Looking at the programs and practices examined in the peer-reviewed literature, the team noted an absence of one group of programs and practices that is known to affect workers’ health outcomes. “The interventions we found in the literature were primarily those that target the individual. They address people’s coping skills or resilience,” Cullen said at a recent IWH Speaker Series presentation on this project. “There has been very little research—in fact, we found none—focusing on interventions that deal with organizational factors such as job stressors, social support at the workplace, job accommodations and so on. We know workplaces are addressing these factors, but their practices just haven’t shown up in the research literature yet.”

That’s where the research team’s consultation with workplace practitioners and workers came in. The consultatin included surveys, focus groups, and interviews with human resources (HR) professionals, disability management professionals, occupational health and safety practitioners, and more. The aim was to find out what types of support they provide to workers with depression. The team also surveyed workers for their experiences receiving support—or not—for their depression at work.

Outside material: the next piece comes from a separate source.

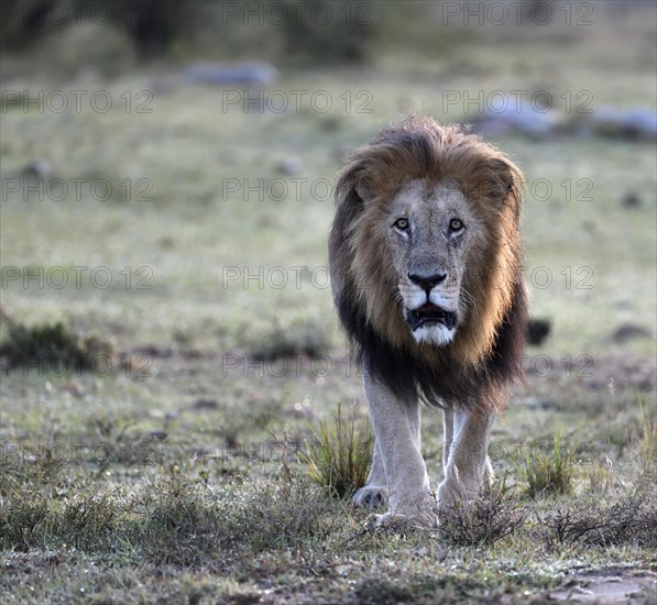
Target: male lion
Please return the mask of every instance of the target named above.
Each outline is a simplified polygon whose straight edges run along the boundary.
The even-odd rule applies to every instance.
[[[380,525],[435,526],[492,479],[495,411],[522,376],[527,323],[523,175],[456,125],[409,118],[357,150],[329,241],[340,322],[364,366],[372,469],[354,495]],[[445,411],[438,506],[420,454],[419,402]]]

The resulting guide outlines practices and strategies that may be useful to workers, co-workers, managers, union representatives and HR practitioners in all workplaces, regardless of sector or size. The strategies are grouped into three broad categories: workplace culture, workplace processes and resources (both at and outside of work).

Depression is a challenging condition to address in the workplace because it is invisible to others, as well as episodic and unpredictable in nature, says Emma Irvin, head of IWH’s systematic review program and another co-lead on the project.

This can make it particularly difficult for supervisors and managers to plan for work needs and implement and evaluate policies, she adds. Because of this challenge, workplaces look to evidence-based practices whenever possible to minimize the effects of depression in their workforces. We hope that our work on the systematic review and the guide helps provide that service to workplaces.